All that squabbling aside, there’s no shortage of evidence backing up the claim that flu shots are ineffective, and that OTHER anti-flu strategies DO work! So it’s becoming increasingly difficult to justify the stance that yearly flu vaccinations are based on scientific evidence showing demonstrable benefits.
The current review in question looked at the effectiveness of immunizing nursing-home workers to protect the elderly in their care. After reviewing five studies conducted between 1997 and 2009, the results show the vaccination campaigns had NO EFFECT on the number of confirmed influenza cases.
They also concluded that vaccinating staff has no proven impact on reducing the number of related pneumonia cases, or pneumonia-linked deaths – which by the way accounts for the vast majority of what the CDC counts as “flu deaths.”
These findings echo previous scientific conclusions.
Here are several other examples showing that flu vaccines do not work for ANY age group:
- A study published in the October 2008 issue of the Archives of Pediatric & Adolescent Medicine found that vaccinating young children against the flu had no impact on flu-related hospitalizations or doctor visits during two recent flu seasons. The researchers concluded that “significant influenza vaccine effectiveness could not be demonstrated for any season, age, or setting” examined.
- A 2008 study published in the Lancet found that influenza vaccination was NOT associated with a reduced risk of pneumonia in older people. This also supports an earlier study, published in The New England Journal of Medicine.

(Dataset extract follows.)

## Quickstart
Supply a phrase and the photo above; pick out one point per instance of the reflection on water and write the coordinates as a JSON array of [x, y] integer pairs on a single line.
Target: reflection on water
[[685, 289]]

- Research published in the American Journal of Respiratory and Critical Care Medicine also confirms that there has been no decrease in deaths from influenza and pneumonia in the elderly, despite the fact that vaccination coverage among the elderly has increased from 15 percent in 1980 to 65 percent now.
- In 2007, researchers with the National Institute of Allergy and Infectious Diseases, and the National Institutes of Health published this conclusion in the Lancet Infectious Diseases:“We conclude that frailty selection bias and use of non-specific endpoints such as all-cause mortality, have led cohort studies to greatly exaggerate vaccine benefits.”
- A large-scale, systematic review of 51 studies, published in the Cochrane Database of Systematic Reviews in 2006, found no evidence that the flu vaccine is any more effective than a placebo in children. The studies involved 260,000 children, age 6 to 23 months.
So the question is, why do we continue doing something that has been proven ineffective many times over? As the saying goes, “Insanity is doing the same thing again and again, expecting different results.”
This certainly applies to the practice of vaccinating against the flu every year.
It is my sincere hope that conventional medicine and our health officials will see the light and heed the advice to do high-quality research on other anti-flu measures. And I couldn’t be more passionate about emphasizing the use of vitamin D for this very purpose.